Kenapa setelah memiliki delapan novel aku jadi ketakutan seperti ini?

Mungkin ada harapan-harapan yang muncul di dalam hatiku, yang berbarengan dengan kemunculan rasa takut yang berlebihan. Harapan-harapan yang terlalu muluk mulai mempengaruhi ‘rasa’-ku dalam menulis. Aku jadi tidak merasa senang lagi saat menulis karena munculnya harapan—yang ternyata adalah tuntutan dari diriku sendiri—dan harapan itu membuatku terkubur dalam rasa takut hingga aku tidak bisa lagi menulis dengan lancar.

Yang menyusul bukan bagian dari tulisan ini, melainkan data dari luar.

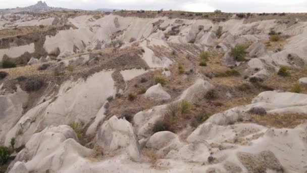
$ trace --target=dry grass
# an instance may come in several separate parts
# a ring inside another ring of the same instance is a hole
[[[9,37],[16,35],[25,35],[30,33],[47,31],[56,26],[45,26],[43,28],[39,26],[20,26],[16,28],[5,28],[0,30],[0,38]]]
[[[142,150],[142,154],[149,158],[151,163],[155,163],[157,160],[162,158],[161,156],[159,156],[157,154],[157,151],[150,150],[145,147]]]
[[[44,75],[48,73],[47,71],[39,71],[37,68],[42,64],[35,64],[32,65],[27,65],[23,67],[1,69],[9,73],[8,79],[15,79],[20,76],[30,76],[34,75]]]
[[[294,66],[289,66],[287,68],[290,73],[290,76],[281,76],[275,73],[271,74],[268,79],[266,79],[263,84],[275,90],[291,92],[293,85],[297,83],[299,78],[306,77],[307,66],[301,68]],[[307,94],[306,85],[301,85],[301,93]]]
[[[284,39],[281,38],[277,41],[270,41],[269,40],[263,41],[264,44],[267,47],[267,49],[270,51],[274,51],[276,47],[283,48],[289,42],[289,41]]]
[[[251,121],[269,127],[294,128],[307,119],[305,114],[268,114],[250,115]]]

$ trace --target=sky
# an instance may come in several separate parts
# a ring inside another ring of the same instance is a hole
[[[0,0],[0,9],[24,7],[37,0]],[[233,13],[307,12],[307,0],[45,0],[49,7],[95,10],[183,10]]]

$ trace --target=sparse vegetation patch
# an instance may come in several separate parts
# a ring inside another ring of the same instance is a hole
[[[9,74],[5,71],[0,71],[0,79],[3,79],[8,76]]]
[[[160,83],[162,87],[165,86],[166,84],[166,80],[162,77],[156,77],[155,78],[156,84]]]
[[[282,76],[290,76],[290,73],[288,71],[288,69],[286,66],[282,66],[280,67],[279,70],[277,74]]]
[[[244,61],[245,57],[247,52],[246,52],[246,47],[243,45],[237,45],[236,46],[231,49],[230,55],[235,58],[237,61]]]

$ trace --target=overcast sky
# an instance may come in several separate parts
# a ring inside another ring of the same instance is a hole
[[[307,0],[46,0],[50,7],[95,10],[180,10],[194,12],[307,12]],[[0,0],[0,9],[23,7],[37,0]]]

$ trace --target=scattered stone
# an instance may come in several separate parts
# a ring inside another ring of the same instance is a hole
[[[39,62],[39,61],[38,61],[38,59],[34,58],[33,57],[32,57],[30,59],[30,61],[29,61],[29,62],[28,62],[28,65],[31,65],[33,64],[37,64]]]

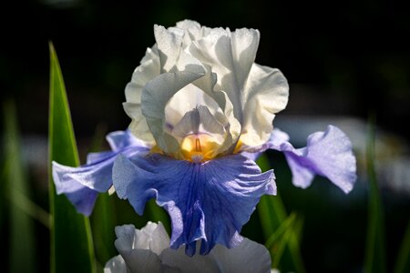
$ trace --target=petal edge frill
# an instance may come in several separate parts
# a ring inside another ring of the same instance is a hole
[[[112,167],[117,156],[121,153],[131,157],[148,151],[128,132],[114,132],[107,138],[113,151],[88,154],[86,165],[76,167],[52,162],[56,193],[65,194],[76,209],[86,216],[91,214],[97,194],[112,186]]]
[[[120,198],[128,198],[139,215],[155,197],[170,216],[170,247],[186,245],[186,253],[208,254],[216,244],[233,248],[260,197],[276,194],[273,172],[261,173],[241,155],[204,163],[175,160],[159,154],[129,159],[118,156],[113,183]]]
[[[338,127],[328,126],[324,132],[315,132],[307,138],[302,148],[294,148],[289,136],[274,129],[270,140],[245,153],[250,158],[266,149],[283,152],[296,187],[308,187],[315,175],[327,177],[344,193],[349,193],[356,181],[356,159],[349,137]],[[251,153],[249,153],[251,152]]]

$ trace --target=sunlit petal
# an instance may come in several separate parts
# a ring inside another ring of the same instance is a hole
[[[186,244],[189,255],[195,253],[199,239],[202,254],[217,243],[237,246],[239,232],[261,196],[276,193],[272,171],[261,174],[241,155],[203,164],[159,155],[130,160],[118,157],[113,179],[118,197],[128,198],[140,215],[146,202],[155,197],[171,217],[171,247]]]

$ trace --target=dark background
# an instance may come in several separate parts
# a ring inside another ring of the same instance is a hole
[[[280,68],[290,82],[283,114],[366,120],[373,112],[380,126],[406,142],[410,138],[410,10],[387,0],[9,1],[0,7],[1,98],[15,101],[23,136],[46,136],[52,41],[80,147],[89,143],[98,125],[108,131],[125,129],[129,123],[121,106],[125,86],[155,42],[153,25],[172,26],[185,18],[211,27],[259,29],[256,61]],[[274,165],[283,165],[282,156],[271,156],[279,158]],[[288,210],[306,215],[302,252],[307,271],[360,272],[365,185],[359,183],[345,197],[319,181],[309,190],[294,188],[289,171],[282,176],[284,182],[278,179],[278,187]],[[408,196],[389,192],[384,199],[391,268],[409,201]]]
[[[124,87],[154,24],[190,18],[207,26],[253,27],[257,62],[291,84],[284,114],[349,115],[410,136],[410,12],[394,1],[7,2],[1,7],[2,96],[17,101],[23,130],[46,131],[48,47],[53,41],[79,135],[104,121],[122,129]],[[318,98],[318,99],[316,99]],[[87,116],[84,114],[87,113]],[[87,117],[86,117],[87,116]]]

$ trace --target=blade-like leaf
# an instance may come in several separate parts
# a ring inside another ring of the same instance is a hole
[[[106,135],[107,126],[99,124],[96,127],[89,152],[98,152],[103,149]],[[90,217],[96,257],[100,268],[104,267],[108,259],[117,255],[117,249],[114,246],[116,240],[114,197],[109,196],[108,193],[100,194]]]
[[[382,202],[374,168],[374,121],[369,123],[366,151],[369,179],[369,207],[364,272],[386,272],[384,253],[384,223]]]
[[[410,272],[410,220],[403,238],[402,247],[397,255],[397,261],[395,266],[395,273]]]
[[[57,196],[51,162],[78,166],[78,153],[60,66],[50,43],[49,195],[52,215],[51,272],[95,272],[88,218],[78,214],[65,196]]]
[[[22,208],[21,197],[29,195],[26,169],[20,150],[15,107],[11,101],[5,104],[5,151],[6,197],[9,204],[10,272],[36,272],[34,222]],[[5,248],[5,246],[3,246]]]
[[[269,158],[265,154],[259,157],[257,163],[262,171],[271,168]],[[257,208],[265,241],[272,244],[269,249],[272,258],[272,266],[284,272],[304,272],[299,248],[300,225],[295,225],[292,220],[294,217],[288,217],[280,195],[262,197]],[[300,224],[300,221],[296,222]],[[286,229],[282,236],[279,236],[281,229],[287,226],[293,228]]]

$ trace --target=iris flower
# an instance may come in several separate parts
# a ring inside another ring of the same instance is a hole
[[[118,226],[116,235],[119,255],[106,263],[105,273],[271,272],[268,249],[248,238],[235,248],[219,245],[207,256],[190,258],[184,254],[184,247],[178,250],[169,248],[169,237],[160,222],[149,222],[141,229],[133,225]]]
[[[155,198],[171,219],[170,247],[184,244],[192,256],[198,240],[201,254],[238,246],[260,197],[276,194],[273,171],[254,162],[266,149],[284,153],[297,187],[320,175],[353,188],[355,158],[340,129],[311,135],[302,148],[273,129],[289,86],[281,71],[254,63],[258,30],[185,20],[154,34],[125,90],[128,129],[109,134],[111,151],[89,155],[85,166],[53,165],[57,193],[78,211],[89,215],[112,185],[139,215]]]

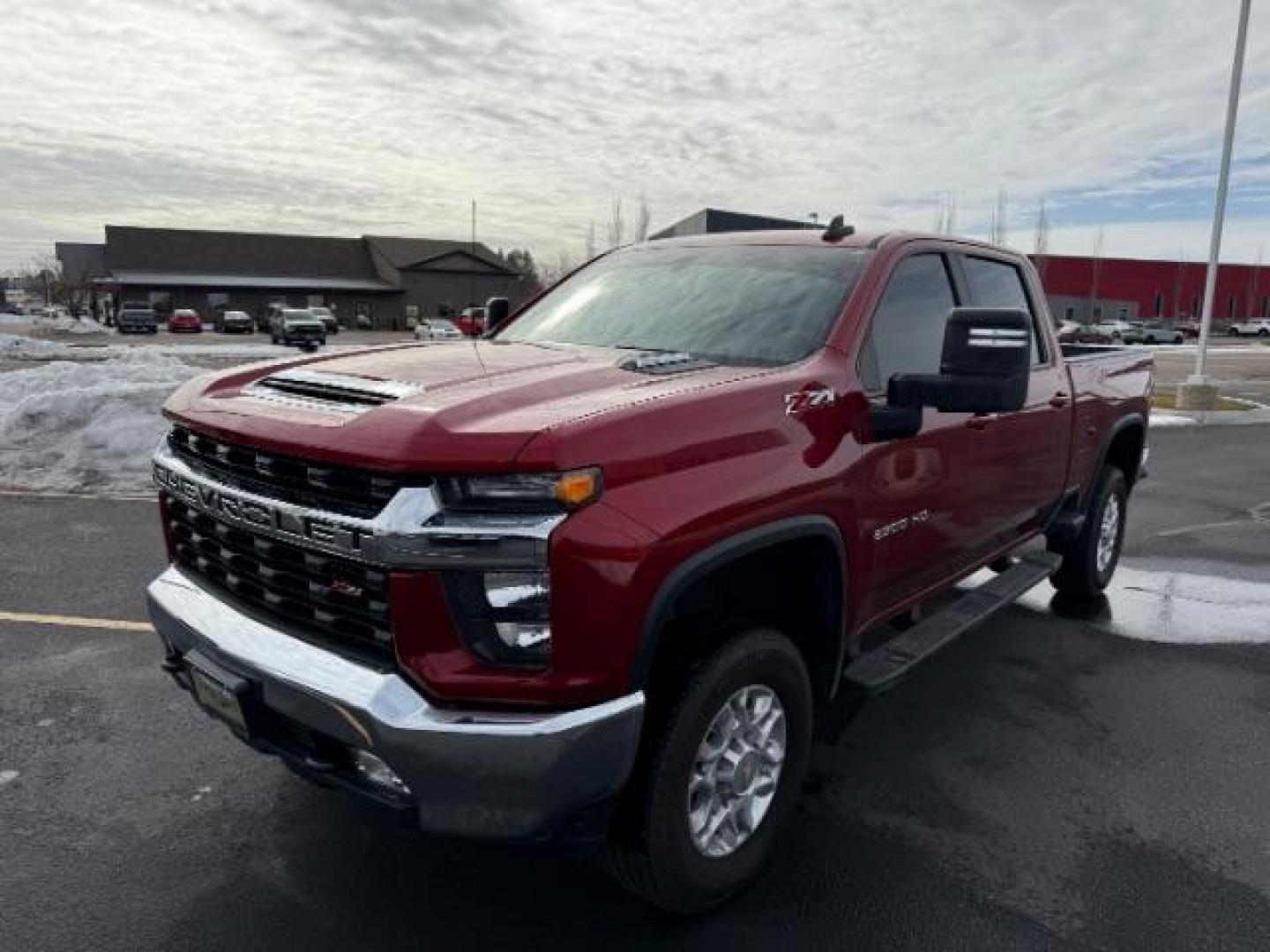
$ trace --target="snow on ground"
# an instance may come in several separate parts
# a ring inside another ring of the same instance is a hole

Jadi hari ini, aku bertekad kembali menjadi diriku yang dulu. Aku akan menulis untuk bersenang-senang. Aku menulis untuk bermain-main menjadi orang lain. Aku menulis untuk berbagi pengalaman, menceritakan suatu mimpi yang mungkin banyak dimiliki oleh orang lain—dan bisa jadi itu juga merupakan mimpiku—lalu berkhayal mencari berbagai macam cara untuk mewujudkan mimpi itu melalui karakter-karakterku.

MARI MENULIS BURUK! 

Tulis saja dulu semuanya. Tidak perlu mengkhawatirkan sesuatu yang belum tentu terjadi. Tulis saja, selesaikan secepatnya. Lalu ada waktunya sendiri untuk memperbaiki, memoles dan memperindah tulisan buruk ini menjadi lebih baik dan layak dibaca orang lain.